The Dataset extensions also provide one new method, project, that performs a type-safe projection from one case class to another:

case class Info(name: String, email: String)

val info: Dataset[Info] = users.project[Info]
// ds.select(ds.col("name"), ds.col("email")).as[Info]

The projection is by column name (regardless of order) and the compiler validates that the needed columns exist and have the correct types.

Many of the Dataset extension methods can be re-written using the name/column methods:

// these compile to the same expression
// ds.orderBy("id", "name")
users.orderByFrom(_.id, _.name)
users.orderBy(users.nameFrom(_.id), users.nameFrom(_.name))
users.orderBy(nameFrom[User](_.id), nameFrom[User](_.name))

// these compile to an equivalent expression
users.orderBy(users.colFrom(_.id), users.colFrom(_.name))
users.orderBy(users.colsFrom(_.id, _.name): _*)
users.orderBy(colFrom[User](_.id), colFrom[User](_.name))
users.orderBy(colsFrom[User](_.id, _.name): _*)
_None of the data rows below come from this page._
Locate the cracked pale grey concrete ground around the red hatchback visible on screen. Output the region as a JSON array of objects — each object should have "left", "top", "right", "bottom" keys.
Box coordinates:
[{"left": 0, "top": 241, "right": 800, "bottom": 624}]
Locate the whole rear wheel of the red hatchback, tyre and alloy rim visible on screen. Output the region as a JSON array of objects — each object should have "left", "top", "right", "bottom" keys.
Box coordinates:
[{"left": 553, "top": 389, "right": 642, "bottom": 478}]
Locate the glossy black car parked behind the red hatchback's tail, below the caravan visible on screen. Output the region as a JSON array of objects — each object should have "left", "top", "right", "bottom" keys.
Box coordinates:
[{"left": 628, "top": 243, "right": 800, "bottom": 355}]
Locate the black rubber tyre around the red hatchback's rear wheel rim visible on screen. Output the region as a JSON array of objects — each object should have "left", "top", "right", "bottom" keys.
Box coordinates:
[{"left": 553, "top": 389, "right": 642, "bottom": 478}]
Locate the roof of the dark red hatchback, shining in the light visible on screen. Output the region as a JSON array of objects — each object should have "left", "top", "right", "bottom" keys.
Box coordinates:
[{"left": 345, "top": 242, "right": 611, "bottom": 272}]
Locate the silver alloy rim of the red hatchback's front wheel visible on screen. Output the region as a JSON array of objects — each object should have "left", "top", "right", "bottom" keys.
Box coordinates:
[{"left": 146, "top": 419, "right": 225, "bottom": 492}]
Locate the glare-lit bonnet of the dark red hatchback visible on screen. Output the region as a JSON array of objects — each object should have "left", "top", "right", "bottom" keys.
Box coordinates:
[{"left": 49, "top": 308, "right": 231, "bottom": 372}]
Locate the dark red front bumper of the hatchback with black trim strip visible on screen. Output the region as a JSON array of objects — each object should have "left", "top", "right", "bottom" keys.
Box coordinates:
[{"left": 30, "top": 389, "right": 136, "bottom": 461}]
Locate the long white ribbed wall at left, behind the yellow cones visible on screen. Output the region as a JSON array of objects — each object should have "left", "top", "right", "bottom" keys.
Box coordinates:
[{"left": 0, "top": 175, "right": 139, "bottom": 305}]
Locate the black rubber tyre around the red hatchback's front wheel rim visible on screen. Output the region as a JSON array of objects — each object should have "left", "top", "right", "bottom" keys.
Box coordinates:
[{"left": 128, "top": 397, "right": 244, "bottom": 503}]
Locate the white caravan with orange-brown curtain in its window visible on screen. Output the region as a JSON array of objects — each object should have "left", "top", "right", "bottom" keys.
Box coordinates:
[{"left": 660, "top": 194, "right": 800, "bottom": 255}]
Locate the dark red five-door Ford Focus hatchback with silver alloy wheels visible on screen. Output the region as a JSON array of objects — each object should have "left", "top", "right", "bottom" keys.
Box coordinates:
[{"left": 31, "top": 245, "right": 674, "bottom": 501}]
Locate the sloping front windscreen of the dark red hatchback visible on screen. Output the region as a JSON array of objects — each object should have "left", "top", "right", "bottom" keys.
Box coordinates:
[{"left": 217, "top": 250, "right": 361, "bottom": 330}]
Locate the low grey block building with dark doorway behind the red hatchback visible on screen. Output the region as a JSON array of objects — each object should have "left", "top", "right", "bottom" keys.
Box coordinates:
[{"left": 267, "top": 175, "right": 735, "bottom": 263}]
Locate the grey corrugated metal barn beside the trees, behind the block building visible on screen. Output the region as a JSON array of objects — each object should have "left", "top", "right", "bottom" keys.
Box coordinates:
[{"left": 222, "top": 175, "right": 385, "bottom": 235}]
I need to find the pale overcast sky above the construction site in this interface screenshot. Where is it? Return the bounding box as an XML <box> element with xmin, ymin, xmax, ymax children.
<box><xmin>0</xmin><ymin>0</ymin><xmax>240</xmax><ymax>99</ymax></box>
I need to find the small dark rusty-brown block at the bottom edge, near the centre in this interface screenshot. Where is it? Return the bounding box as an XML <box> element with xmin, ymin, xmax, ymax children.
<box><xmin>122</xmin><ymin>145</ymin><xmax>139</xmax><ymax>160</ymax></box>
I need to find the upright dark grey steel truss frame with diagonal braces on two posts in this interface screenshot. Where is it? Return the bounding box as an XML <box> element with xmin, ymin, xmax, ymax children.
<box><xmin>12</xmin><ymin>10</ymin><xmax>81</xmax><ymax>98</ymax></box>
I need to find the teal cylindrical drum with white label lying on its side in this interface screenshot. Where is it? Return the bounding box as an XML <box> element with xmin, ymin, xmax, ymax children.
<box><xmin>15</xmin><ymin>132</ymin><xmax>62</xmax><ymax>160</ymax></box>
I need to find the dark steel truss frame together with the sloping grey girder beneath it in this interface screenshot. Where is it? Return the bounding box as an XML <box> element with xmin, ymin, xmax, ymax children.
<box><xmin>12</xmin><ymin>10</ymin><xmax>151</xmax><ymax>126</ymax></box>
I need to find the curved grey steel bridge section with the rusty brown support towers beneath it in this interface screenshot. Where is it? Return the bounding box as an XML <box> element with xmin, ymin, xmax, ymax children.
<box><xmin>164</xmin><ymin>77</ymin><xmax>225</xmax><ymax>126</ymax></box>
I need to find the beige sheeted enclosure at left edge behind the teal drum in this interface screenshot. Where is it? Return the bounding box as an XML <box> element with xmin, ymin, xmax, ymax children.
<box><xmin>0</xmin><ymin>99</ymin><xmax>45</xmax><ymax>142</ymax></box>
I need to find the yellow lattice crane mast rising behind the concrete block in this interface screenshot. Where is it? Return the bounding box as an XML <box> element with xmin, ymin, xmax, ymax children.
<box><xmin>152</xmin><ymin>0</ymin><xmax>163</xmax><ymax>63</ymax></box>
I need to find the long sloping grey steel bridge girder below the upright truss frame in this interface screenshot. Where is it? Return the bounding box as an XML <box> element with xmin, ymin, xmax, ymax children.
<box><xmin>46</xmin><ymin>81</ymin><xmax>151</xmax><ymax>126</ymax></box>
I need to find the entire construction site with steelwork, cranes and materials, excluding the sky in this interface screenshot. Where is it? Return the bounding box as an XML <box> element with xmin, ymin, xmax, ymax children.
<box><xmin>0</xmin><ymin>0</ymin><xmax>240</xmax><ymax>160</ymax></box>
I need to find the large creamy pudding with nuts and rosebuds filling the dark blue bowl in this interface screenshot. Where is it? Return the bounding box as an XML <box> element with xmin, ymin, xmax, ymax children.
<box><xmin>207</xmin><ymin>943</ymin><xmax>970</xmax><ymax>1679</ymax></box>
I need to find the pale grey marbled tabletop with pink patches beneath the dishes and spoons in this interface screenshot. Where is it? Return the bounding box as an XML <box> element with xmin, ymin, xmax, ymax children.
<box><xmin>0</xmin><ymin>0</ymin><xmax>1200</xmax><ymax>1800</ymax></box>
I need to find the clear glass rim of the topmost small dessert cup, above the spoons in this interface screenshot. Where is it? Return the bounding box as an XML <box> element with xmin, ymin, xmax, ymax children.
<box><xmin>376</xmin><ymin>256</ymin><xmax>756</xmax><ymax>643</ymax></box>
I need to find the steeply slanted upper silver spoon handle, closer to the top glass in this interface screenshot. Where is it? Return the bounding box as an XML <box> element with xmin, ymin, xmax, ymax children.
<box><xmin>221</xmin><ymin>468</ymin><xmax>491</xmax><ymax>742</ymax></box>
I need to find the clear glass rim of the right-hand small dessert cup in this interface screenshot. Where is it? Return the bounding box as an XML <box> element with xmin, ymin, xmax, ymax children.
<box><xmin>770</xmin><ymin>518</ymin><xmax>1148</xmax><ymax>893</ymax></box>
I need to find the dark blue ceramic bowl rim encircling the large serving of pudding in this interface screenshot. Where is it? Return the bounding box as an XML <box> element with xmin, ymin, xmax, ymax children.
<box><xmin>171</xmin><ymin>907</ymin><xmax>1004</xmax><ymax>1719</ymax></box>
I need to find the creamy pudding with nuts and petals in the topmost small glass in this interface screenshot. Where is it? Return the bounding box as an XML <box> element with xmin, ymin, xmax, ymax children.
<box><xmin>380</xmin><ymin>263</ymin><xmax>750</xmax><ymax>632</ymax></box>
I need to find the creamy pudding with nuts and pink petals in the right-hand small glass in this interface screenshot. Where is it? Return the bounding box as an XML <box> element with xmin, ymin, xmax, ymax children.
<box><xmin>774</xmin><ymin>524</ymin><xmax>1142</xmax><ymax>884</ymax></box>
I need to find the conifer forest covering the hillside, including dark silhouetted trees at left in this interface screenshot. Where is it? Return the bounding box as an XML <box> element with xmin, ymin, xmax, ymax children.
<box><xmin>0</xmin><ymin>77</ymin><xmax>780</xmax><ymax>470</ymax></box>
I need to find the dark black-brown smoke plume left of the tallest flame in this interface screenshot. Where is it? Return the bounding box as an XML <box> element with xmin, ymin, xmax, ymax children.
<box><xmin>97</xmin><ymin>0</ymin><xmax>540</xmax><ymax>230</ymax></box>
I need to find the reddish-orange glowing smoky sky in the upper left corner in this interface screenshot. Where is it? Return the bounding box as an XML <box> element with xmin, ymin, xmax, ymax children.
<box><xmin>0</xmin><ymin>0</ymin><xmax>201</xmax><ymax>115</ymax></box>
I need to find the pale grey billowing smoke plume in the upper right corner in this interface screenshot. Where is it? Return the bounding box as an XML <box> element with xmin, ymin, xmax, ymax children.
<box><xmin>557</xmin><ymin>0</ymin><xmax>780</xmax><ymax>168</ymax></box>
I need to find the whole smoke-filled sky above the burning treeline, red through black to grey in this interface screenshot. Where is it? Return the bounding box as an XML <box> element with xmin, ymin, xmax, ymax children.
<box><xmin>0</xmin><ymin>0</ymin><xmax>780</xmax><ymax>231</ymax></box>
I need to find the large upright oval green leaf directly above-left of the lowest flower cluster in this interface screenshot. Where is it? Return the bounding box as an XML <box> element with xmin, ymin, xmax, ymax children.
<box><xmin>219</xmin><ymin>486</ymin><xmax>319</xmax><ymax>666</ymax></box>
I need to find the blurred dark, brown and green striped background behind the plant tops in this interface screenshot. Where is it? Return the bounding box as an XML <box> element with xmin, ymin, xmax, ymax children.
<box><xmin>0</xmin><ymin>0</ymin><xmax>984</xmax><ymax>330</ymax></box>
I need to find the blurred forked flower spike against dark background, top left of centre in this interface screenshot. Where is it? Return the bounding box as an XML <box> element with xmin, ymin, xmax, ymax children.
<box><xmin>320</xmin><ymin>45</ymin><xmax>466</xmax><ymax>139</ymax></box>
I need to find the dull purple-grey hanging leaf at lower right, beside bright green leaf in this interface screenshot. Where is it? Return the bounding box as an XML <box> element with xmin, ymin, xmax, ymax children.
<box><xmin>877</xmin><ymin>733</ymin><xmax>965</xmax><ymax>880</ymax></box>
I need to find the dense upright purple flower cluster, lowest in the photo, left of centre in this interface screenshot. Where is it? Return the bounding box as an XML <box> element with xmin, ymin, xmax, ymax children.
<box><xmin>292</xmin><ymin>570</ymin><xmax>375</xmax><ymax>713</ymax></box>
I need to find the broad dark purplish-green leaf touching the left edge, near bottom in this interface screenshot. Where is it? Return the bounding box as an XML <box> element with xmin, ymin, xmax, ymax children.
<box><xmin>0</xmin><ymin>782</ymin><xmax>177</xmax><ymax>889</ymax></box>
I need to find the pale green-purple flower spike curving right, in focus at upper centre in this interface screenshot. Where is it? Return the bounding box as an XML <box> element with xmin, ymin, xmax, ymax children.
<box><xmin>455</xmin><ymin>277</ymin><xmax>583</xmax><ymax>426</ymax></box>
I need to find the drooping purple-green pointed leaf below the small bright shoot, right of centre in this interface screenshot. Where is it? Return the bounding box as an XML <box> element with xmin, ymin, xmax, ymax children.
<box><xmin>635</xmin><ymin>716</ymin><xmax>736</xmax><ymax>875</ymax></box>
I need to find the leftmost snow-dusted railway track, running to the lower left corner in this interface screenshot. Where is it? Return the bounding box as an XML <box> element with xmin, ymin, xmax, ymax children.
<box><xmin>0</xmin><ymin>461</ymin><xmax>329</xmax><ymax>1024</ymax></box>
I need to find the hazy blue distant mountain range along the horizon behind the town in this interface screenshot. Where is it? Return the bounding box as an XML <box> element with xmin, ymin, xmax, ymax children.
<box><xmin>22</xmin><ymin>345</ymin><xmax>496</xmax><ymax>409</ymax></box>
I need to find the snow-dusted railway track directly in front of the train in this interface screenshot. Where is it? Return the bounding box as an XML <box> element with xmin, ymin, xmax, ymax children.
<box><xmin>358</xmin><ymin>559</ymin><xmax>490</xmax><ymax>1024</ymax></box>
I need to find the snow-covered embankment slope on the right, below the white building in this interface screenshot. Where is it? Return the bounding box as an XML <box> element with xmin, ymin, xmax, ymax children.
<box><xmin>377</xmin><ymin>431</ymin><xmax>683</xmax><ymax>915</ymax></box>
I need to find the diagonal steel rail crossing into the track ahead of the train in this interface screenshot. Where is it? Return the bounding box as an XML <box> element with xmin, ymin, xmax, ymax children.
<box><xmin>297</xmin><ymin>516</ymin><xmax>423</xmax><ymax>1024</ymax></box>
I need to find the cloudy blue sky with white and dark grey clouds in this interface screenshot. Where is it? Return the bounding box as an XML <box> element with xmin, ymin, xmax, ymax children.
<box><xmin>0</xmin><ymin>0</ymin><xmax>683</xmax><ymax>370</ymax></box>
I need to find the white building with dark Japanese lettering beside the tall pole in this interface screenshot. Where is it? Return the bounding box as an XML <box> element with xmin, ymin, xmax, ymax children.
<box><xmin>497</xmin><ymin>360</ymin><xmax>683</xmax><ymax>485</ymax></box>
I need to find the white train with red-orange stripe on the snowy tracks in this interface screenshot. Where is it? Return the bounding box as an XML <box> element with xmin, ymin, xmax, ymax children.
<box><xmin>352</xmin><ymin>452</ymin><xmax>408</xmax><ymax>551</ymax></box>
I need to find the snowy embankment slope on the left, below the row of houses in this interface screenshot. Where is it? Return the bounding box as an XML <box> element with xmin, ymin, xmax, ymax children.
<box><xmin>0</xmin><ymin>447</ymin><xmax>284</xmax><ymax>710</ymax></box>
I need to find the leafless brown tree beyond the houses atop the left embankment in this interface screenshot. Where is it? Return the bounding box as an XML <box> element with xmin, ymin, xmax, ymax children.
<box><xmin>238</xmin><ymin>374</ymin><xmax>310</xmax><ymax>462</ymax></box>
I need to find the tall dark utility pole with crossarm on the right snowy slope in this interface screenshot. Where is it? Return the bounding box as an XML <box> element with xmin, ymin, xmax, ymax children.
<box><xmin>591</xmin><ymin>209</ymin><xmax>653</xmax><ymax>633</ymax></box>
However, using the extension methods is recommended when possible because they reduce boilerplate and help ensure columns are used in the correct context:

// will succeed at runtime
// the columns are derived from the type of the dataset, so they must be valid on the dataset
users.orderByFrom(_.id, _.name)

// will fail at runtime
// although userId is a valid Post column, it is not a valid column on the users dataset
users.orderBy(nameFrom[Post](_.userId))
users.orderBy(colFrom[Post](_.userId))

// will fail at runtime
// although id is a valid posts column and is also a present on the users dataset, the column
// references the posts dataset and is not actually available on the users dataset
users.orderBy(posts.colFrom(_.id))

// will succeed at runtime, but is fragile to refactoring
// id is a valid Post column and is also present on the users dataset, but it succeeds only 
// because the column is specified by name and the names coincidentally match
// refactoring the name of the column on User or Post will cause failure at runtime
users.orderBy(nameFrom[Post](_.id))

In general, the type-safety added by Spark Typed Ops is for column access, not for column usage. Be careful that columns are used in an appropriate context.